Rule Breaker Investing is back with Great Quotes Vol. 2, and host David Gardner is sharing four of his favorite quotes.

Find out what Walt Whitman can teach us about investing, how The IT Crowd is pushing geek culture into the mainstream, what Warren Buffett's 3 I's of every business cycle (innovators, imitators, and idiots) can teach us about the hype cycle, and how one of David Gardner's own quotes can show us how to make money in the stock market even when it goes down one out of every three years.

In this segment, Motley Fool co-founder David Gardner shares one (paraphrased) quote about the "three I's" of every business cycle: innovators, who see opportunity where others don't; imitators, who take note of what the innovators are doing and mimic it (with varying degrees of success); and idiots, who jump on the bandwagon far too late with poorly executed attempts to cash in on what everyone else is doing. Listen in to find out how we can integrate this framework into our investing choices.

Check out David's other favorite quotes:

A transcript follows the video.

This podcast was recorded on March 23, 2016.

David Gardner: Quote No. 3 this week. This one comes from a much better investor than the last quote, and that's because it's from Warren Buffett. And Warren Buffett has many great quotes. In fact, I think maybe my next Great Quotes -- whenever we do Vol. 3 some months hence -- I think I'm going to go all Buffett all the time for that one, because I have lots of great Buffett quotes.

And I have to confess that I'm not even a big Warren Buffett disciple. As I've mentioned before, for those of you who know me over the long term, I've actually never read a full book about Buffett. I've seen stuff from him. I've seen him speak. I admire him a lot. I've read some of his annual reports. But I've never really taken in the man.

So I'm not a big Buffett disciple, even though I deeply admire him, and I'm very much looking forward to my all Buffett all the time Great Quotes, Vol. 3. Consider this one just a preview.

And it's his three I's.

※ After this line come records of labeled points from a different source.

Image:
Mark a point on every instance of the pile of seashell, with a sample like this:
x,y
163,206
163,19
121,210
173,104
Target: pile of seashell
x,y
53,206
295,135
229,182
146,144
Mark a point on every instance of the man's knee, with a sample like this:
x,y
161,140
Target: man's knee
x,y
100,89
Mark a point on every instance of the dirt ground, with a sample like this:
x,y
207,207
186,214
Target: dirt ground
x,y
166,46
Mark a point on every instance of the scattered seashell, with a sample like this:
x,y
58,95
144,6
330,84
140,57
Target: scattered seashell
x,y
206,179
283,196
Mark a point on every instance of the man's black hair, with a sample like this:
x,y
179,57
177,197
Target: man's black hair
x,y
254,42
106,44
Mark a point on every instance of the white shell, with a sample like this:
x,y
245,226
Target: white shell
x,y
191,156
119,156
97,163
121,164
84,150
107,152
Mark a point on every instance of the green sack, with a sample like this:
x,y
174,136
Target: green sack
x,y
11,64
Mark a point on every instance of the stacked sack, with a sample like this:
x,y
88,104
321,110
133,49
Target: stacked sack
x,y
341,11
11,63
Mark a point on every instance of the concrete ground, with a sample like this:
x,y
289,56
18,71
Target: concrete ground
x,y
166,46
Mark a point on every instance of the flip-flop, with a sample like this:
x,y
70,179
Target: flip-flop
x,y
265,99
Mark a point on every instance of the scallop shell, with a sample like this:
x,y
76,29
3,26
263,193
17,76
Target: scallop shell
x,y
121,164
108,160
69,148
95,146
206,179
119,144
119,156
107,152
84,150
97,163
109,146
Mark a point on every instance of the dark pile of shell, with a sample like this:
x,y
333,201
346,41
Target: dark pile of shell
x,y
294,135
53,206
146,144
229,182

I can't call it a direct quote, because it's more a summary of his thinking, and I'm pulling this particular passage from Harvard Business Review, which is looking at Buffett. So this is the "three I's" of every business cycle.

First come the innovators, who see opportunities that others don't. Second come the imitators, who copy what the innovators have done. And then finally, third, come the idiots whose avarice undoes the very innovations they are trying to use to get rich. Again, quoting Buffett not perfectly, but spiritually perfectly, and what a great and powerful thought this is.

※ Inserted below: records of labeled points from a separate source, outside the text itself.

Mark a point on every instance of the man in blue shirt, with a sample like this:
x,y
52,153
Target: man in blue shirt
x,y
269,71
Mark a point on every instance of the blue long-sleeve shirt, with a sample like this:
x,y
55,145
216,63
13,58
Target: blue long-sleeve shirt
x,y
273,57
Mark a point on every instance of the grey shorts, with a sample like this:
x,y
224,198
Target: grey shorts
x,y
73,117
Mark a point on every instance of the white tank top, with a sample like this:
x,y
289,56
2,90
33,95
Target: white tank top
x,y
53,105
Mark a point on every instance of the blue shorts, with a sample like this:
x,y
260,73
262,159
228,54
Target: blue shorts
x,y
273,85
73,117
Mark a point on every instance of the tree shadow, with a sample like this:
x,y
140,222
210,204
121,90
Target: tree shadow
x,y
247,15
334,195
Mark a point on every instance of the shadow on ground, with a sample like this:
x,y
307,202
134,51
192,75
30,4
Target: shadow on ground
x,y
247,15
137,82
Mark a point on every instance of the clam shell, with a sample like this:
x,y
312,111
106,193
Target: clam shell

On Oct. 14 of 2015 last year, I did What Is the Hype Cycle? for that week's podcast. You can go back and listen to it. And it really summarizes Gartner's framework of how things get hyped. And it's not always bad, by the way. Hype doesn't need to be a completely negatively connoted word, but for the most part what you're seeing from Buffett, here, is the hype cycle in miniature.

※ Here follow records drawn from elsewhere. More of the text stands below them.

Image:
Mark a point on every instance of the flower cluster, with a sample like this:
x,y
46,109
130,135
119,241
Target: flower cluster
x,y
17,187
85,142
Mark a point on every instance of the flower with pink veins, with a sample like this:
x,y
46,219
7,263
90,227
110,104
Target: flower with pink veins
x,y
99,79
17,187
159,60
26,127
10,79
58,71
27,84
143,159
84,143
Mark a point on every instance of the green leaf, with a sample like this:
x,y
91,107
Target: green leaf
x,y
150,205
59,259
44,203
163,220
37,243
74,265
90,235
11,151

That is, we lead with the innovators. I call these the rule breakers. These are the visionaries. They're the ones we've talked about a lot from week to week. These are the companies that are admired because they're driven by people with a vision, and as Buffett, in the quote I just read you, says: "They see opportunities that others don't."

Second -- and this happens all the time in business -- come the imitators. We were told throughout our school days not to look at Johnny's or Sally's paper. That's cheating. You can't do that. You need to do your own work.

And a lot of us, raised on that pure ideal, emerged from college -- at least I did -- and quickly got grossed out by the simple, sheer amount of copying going on in the business world. Everyone's looking at Johnny's paper, everyone's looking at Sally's paper, especially if Johnny or Sally is a visionary and trying to do something new.

Some people will pooh-pooh it and say: "We're not even going to go in that direction. Johnny or Sally is crazy," but increasing numbers of people, especially these days, are more open to innovation and tend to just see whatever's working and try that on their website, too.

The amount of copying and pasting, and the amount of big data driving the same kinds of decisions across different groups of people has led to a ton of what, in some cases, we could call collaboration and in other cases we could call sheer copycatting that's happening all the time in the business world.

And by the way, that can either work or not. There's no guarantee that when you copy that it will actually work, but if you found a best practice and it starts to work for you, too, then maybe, indeed, not just you but others are being leveled up, in video game terms, by that innovator who came out first and did it, and the rest of us are just copying.

So thus much for the cycle. Things feel pretty good. It's when the -- in Buffett's words -- idiots show up that things get problematic. Usually at the point you've got DrKoop.com. It's also going to be on the Internet back in the dot-com days providing health advice. There are lots of questionable, rinky-dink companies that show up coming after -- note, please -- coming after the imitators that, at this point, a lot of the good venture capital is already gone, but everyone's doing it. It feels great.

And so whether it's the Internet boom of the late 1990s, or maybe 3D printing stocks in the last few years, or the Internet of Things...these are all important trends, but at a certain point what could happen -- go back and listen to the hype cycle podcast again -- is it becomes not the smart-money bet to keep copying. Valuations are too high. There's not enough capital out.

And, as will usually happen, as Gartner has taught us, these technologies will disappoint in the near term. The expectations are so inflated around them -- at even early stages of them -- that it becomes impossible for them to deliver on that, and then everything caves in, and we can look back and realize who the true innovator was, who the imitator was, and, in Buffett's line, who the idiots were.

I think that this is a really fun and good quote, and I really like that Warren put it out there. I hope that's a good and useful framework for you with maybe a healthy dose of a little cynicism thrown in.